Comment by gverrilla

4 days ago

In Claude Code I think I can solve this with simply a rule + PreToolUse hook. The hook denies Reading the .env, and the rule sets a protocol of what not do to, and what to do instead :`$(grep KEY_NAME ~/.claude/secrets.env | cut -d= -f2-)`.

When would something like that not work?

Claude code inherits from the environment shell. So it could create a python program (or whatever language) to read the file:

    # get_info.py
    with open('~/.claude/secrets.env', 'r') as file:
        content = file.read()
        print(content)

And then run `python get_info.py`.

While this inheritance is convenient for testing code, it is difficult to isolate Claude in a way that you can run/test your application without giving up access to secrets.

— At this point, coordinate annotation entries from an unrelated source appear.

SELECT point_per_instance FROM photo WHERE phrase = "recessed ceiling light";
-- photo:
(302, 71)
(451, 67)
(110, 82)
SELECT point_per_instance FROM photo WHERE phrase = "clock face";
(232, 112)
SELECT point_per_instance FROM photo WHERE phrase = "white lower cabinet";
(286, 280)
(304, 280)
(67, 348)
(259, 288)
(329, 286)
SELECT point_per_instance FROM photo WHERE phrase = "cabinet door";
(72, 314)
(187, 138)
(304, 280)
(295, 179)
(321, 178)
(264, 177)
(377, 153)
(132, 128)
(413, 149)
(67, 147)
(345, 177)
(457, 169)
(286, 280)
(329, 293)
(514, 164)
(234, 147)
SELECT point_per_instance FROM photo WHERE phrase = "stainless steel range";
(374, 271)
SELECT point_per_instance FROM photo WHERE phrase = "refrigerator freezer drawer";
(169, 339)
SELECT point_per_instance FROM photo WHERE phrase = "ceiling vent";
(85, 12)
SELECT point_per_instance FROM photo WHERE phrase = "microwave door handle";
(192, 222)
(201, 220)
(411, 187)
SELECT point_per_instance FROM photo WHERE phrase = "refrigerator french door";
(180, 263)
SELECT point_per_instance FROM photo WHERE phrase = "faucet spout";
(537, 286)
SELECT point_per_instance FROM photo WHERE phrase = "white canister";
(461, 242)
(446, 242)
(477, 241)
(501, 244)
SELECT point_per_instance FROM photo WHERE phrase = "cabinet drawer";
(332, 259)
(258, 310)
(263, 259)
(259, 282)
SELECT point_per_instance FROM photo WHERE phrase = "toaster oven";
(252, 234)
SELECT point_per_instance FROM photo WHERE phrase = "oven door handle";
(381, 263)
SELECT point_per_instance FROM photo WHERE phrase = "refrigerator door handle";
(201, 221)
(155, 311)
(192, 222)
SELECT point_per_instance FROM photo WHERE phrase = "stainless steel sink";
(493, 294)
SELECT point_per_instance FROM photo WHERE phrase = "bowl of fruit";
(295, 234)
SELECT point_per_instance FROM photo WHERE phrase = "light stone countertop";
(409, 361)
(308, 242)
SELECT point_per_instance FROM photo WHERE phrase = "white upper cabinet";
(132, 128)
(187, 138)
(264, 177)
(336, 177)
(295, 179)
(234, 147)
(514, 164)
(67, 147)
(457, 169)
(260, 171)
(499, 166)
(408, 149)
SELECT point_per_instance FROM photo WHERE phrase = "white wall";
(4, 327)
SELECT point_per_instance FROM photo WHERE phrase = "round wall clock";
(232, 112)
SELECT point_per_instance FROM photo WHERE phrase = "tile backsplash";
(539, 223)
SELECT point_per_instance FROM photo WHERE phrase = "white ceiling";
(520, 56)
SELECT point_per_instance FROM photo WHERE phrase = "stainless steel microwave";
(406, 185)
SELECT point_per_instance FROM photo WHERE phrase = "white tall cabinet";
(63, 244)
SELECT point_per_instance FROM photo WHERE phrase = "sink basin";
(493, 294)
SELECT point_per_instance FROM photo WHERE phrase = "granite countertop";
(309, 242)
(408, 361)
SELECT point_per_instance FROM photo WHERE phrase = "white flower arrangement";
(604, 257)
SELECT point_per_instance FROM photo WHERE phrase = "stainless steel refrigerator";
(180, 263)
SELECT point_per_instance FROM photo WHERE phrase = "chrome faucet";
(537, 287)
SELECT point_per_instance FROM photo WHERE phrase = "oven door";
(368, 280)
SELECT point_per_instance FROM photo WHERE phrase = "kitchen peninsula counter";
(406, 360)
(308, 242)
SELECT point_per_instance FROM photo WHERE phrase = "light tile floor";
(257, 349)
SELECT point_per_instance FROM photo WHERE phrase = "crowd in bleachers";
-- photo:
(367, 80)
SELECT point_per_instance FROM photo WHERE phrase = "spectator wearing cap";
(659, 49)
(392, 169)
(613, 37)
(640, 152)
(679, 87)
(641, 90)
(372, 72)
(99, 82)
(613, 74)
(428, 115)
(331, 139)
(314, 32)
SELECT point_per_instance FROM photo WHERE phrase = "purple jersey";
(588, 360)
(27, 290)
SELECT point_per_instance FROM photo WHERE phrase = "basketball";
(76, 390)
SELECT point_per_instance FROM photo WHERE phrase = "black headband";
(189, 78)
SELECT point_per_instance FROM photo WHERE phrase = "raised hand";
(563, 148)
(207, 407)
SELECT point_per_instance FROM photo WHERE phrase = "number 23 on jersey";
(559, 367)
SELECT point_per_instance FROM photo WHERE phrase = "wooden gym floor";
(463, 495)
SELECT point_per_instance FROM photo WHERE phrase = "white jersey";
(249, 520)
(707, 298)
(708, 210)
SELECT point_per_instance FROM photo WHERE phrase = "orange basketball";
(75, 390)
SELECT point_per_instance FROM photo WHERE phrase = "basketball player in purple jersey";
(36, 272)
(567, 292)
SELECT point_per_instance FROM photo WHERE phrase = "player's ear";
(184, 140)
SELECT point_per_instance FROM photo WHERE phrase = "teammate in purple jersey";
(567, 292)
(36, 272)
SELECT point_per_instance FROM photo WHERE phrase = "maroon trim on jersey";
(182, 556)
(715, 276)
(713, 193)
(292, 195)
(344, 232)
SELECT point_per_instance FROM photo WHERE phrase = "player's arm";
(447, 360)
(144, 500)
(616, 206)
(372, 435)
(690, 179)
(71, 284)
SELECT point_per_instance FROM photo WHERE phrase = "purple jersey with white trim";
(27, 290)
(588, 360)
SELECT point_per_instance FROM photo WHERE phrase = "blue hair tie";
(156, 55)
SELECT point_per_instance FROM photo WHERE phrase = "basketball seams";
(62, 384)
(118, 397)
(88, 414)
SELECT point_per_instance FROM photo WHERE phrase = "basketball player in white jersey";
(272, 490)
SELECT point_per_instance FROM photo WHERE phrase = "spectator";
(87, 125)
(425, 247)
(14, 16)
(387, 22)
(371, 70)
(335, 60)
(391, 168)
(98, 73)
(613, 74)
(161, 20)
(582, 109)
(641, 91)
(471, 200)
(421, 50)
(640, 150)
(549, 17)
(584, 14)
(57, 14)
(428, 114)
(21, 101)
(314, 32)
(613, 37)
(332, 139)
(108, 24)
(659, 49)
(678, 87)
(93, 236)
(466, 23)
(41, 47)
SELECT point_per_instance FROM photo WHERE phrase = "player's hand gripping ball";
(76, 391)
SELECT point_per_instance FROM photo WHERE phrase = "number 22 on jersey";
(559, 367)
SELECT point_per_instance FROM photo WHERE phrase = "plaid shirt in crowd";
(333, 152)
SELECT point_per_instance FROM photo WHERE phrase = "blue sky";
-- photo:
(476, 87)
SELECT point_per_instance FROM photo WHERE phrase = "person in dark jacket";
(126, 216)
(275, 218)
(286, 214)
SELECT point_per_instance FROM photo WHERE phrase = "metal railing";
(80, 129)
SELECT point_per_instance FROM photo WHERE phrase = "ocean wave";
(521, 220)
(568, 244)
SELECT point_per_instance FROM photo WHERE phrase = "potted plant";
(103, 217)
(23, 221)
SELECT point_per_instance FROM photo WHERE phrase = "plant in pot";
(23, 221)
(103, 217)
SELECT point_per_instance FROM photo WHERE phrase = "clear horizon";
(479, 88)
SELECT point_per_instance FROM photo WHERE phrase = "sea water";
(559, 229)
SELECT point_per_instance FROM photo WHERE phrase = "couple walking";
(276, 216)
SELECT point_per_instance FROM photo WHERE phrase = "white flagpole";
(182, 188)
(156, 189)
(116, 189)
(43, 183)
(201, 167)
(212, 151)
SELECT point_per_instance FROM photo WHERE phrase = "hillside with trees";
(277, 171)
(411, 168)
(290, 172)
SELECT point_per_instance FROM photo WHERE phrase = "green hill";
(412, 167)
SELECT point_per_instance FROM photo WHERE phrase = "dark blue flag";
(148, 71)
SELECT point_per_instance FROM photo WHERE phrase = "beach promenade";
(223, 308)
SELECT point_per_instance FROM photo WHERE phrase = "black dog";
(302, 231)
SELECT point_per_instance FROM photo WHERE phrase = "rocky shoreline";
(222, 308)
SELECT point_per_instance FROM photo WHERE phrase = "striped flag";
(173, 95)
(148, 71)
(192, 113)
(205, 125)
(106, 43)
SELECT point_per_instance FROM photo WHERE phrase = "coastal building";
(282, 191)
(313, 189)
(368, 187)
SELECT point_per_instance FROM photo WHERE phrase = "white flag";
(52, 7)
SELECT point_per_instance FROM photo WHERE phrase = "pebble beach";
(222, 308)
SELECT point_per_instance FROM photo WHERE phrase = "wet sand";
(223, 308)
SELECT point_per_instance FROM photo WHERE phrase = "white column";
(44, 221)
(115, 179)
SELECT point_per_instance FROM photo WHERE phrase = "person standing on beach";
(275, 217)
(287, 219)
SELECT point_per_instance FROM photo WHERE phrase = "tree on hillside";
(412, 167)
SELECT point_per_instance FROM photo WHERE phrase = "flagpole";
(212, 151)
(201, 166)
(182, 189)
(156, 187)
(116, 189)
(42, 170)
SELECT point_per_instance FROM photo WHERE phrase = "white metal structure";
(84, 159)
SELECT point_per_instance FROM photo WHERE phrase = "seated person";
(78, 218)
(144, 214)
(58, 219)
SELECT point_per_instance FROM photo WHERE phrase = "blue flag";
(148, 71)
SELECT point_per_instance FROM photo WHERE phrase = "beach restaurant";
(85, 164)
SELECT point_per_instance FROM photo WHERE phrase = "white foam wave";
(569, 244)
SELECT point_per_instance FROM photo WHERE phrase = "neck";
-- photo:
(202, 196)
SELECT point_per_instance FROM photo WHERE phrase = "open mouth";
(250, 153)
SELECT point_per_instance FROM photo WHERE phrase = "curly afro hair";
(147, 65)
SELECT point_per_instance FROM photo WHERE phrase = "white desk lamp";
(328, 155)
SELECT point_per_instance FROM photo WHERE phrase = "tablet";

If you can, IP whitelisting your secrets so if they are leaked is not a problem is an approach I recommend.

You can just set `"deny": ["Read(./.env)", "Read(./.env.*)"]` if you want to keep it simple and rely on Claude's own mechanisms.

  • last time I tried allowing/denying tool usage I found a lot of bugs, so I stay away from that as much as I can. Opus is quite smart, rules/ work quite well for things like this in my experience. The way I see it, sandboxing is only really important for people doing specific stuff like pentests, games, adversarial stuff, etc.